Até 1973, eu só travara contato com uma visão alternativa, a de Pier Paolo Pasolini em “O evangelho segundo São Mateus” (1964). Enfatiza os aspectos subversivos da pregação de Cristo, mas era um filme árido demais para me cativar, deliberadamente pobre e sombrio, com pouca ação e uma overdose de diálogos, parecendo teatro filmado.
Veio então o musical Jesus Christ Superstar, e foi uma grata surpresa. Adorei. Tinha ótimas músicas, coreografias belíssimas, fotografia impecável, força dramática e, acima de tudo… vida inteligente. Tratava-se da adaptação cinematográfica da melhor de todas as óperas-rock.
Andrew Lloyd Weber mandou bem nas músicas, mas o maior mérito foi do letrista Tim Rice, que deu uma abordagem crítica aos últimos dias de Cristo. Mostrou os grandes personagens do drama bíblico como prisioneiros da História, relutantes em cumprir sua sina mas impotentes para dela escapar.
Assim, Jesus não quer o cálice do martírio mas se submete à vontade divina, pedindo, contudo, a Deus que faça tudo acontecer rapidamente, antes que ele mude de ideia.
Judas não quer trair, mas teme que Cristo tenha perdido o controle da multidão e dê aos romanos motivo para promoverem um banho de sangue.

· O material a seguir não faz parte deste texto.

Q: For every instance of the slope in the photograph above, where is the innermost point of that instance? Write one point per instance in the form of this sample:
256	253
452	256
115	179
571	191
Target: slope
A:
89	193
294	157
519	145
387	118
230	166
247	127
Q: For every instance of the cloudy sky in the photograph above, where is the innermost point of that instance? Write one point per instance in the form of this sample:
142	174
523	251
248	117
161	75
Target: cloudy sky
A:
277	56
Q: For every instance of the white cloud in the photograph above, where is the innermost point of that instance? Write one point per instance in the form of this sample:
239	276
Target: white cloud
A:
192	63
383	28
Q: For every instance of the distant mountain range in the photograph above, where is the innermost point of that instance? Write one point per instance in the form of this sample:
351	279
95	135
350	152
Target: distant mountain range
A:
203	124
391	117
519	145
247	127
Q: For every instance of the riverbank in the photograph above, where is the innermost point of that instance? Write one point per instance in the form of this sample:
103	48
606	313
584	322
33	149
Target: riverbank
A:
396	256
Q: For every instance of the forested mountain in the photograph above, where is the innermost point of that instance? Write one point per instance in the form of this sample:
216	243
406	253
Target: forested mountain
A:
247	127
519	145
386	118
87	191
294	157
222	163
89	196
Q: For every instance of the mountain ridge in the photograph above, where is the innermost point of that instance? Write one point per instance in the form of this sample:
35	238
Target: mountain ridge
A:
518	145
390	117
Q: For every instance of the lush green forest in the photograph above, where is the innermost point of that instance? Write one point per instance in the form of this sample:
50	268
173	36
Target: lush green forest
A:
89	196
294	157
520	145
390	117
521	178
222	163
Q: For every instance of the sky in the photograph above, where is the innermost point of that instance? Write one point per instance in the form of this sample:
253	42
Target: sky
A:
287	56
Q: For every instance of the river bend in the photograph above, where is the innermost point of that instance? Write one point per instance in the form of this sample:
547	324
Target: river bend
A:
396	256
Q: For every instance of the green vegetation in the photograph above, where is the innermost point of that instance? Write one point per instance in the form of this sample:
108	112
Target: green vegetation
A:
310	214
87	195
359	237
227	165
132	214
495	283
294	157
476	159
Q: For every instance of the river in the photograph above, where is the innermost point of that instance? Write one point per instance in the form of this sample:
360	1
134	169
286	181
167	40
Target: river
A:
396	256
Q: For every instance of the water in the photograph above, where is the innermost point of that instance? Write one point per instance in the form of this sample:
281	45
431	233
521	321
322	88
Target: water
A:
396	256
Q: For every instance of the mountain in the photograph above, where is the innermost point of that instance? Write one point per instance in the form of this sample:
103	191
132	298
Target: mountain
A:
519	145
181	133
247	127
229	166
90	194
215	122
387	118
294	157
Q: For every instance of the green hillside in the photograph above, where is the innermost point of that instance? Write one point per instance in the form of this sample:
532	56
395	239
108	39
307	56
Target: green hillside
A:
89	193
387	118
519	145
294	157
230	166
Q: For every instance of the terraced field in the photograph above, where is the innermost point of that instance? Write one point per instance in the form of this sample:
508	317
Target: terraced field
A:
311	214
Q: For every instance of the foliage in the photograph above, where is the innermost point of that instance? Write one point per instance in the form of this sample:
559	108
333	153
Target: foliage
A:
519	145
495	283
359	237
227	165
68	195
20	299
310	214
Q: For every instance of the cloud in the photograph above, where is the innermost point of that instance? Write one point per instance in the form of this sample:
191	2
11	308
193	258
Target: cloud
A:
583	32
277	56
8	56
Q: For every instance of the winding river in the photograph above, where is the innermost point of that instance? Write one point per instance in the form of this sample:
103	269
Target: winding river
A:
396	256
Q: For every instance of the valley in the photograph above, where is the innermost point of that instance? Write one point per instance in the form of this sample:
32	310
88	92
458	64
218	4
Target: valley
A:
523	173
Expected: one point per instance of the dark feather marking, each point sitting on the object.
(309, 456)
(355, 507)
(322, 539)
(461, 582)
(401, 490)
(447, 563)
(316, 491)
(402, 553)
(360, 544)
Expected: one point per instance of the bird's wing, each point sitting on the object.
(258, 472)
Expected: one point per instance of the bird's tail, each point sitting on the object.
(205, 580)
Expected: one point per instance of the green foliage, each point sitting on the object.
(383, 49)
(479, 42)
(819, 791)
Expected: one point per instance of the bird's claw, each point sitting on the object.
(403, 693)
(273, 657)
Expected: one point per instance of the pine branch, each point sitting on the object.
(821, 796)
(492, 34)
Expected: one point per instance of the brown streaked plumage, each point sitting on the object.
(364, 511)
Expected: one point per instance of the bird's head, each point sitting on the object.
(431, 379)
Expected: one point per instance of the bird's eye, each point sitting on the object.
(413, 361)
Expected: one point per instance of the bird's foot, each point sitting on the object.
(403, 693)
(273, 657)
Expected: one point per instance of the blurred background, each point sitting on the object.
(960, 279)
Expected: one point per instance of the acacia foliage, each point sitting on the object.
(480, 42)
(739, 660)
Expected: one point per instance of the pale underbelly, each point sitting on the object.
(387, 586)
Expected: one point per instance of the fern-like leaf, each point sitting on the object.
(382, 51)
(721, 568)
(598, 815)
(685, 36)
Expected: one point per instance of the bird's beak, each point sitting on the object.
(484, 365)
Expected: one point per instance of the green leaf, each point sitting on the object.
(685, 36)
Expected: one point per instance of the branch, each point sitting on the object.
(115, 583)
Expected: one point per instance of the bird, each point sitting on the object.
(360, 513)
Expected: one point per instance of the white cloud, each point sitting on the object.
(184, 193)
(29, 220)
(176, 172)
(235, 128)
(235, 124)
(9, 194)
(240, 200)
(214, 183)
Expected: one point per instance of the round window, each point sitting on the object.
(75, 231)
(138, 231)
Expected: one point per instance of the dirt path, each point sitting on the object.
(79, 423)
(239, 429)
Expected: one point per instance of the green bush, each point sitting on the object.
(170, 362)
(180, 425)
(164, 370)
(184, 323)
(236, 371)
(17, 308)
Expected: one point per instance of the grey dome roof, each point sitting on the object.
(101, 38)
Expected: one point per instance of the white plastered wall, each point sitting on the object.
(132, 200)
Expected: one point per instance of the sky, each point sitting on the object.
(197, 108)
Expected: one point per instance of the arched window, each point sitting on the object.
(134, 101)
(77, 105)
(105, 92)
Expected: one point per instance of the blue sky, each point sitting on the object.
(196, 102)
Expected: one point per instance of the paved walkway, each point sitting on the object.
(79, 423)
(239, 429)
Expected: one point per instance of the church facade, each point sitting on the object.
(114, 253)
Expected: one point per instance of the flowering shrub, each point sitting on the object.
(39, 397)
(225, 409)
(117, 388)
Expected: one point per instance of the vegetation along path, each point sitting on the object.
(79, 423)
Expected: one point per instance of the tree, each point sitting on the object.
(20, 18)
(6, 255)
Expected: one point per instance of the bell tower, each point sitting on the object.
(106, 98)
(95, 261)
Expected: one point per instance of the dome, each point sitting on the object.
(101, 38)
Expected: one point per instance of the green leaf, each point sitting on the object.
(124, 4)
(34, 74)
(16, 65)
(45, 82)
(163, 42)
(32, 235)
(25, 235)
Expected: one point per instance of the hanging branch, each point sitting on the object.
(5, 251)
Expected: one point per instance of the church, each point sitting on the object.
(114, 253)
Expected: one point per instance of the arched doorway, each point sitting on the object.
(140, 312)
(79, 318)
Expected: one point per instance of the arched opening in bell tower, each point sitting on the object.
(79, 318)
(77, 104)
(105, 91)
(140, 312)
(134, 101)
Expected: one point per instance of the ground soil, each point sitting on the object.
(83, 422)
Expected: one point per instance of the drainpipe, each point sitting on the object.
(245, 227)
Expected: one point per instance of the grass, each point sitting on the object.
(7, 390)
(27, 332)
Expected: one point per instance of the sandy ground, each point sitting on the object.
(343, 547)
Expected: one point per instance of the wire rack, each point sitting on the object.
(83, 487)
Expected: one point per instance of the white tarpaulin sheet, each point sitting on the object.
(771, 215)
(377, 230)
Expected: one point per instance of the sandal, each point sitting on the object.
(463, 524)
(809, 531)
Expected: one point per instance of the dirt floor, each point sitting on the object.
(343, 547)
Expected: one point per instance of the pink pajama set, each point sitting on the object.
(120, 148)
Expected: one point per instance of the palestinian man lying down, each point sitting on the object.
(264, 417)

Pilatos não vê crime a ser punido, mas recua quando o povaréu lhe urra que acima dele está César e a tibieza poderá acarretar sua desgraça.
O sumo-sacerdote Caifás teme o caos que, na sua opinião, advirá se a autoridade religiosa for abalada.
Só Herodes, mostrado como um frívolo hedonista, não age a contragosto e optando pelo que seria um mal menor.
Foi um achado a solução encontrada pelo brilhante cineasta Norman Jewison (o diretor de “A mesa do diabo”, “No calor da noite” e “Hurricane”): encenar seu drama nas ruínas e desertos de Israel. Estava bem no espírito da era hippie, tendo tudo a ver.
E, num elenco de desconhecidos que não destoaram, o destaque absoluto é o enérgico e carismático Carl Anderson como Judas. Aliás, Jewison foi indagado sobre o motivo da escolha de um negro para papel tão melindroso. Respondeu que se tratava do personagem com maiores exigências dramáticas, daí ter optado pelo melhor ator de que dispunha, sem dar a mínima para sua cor.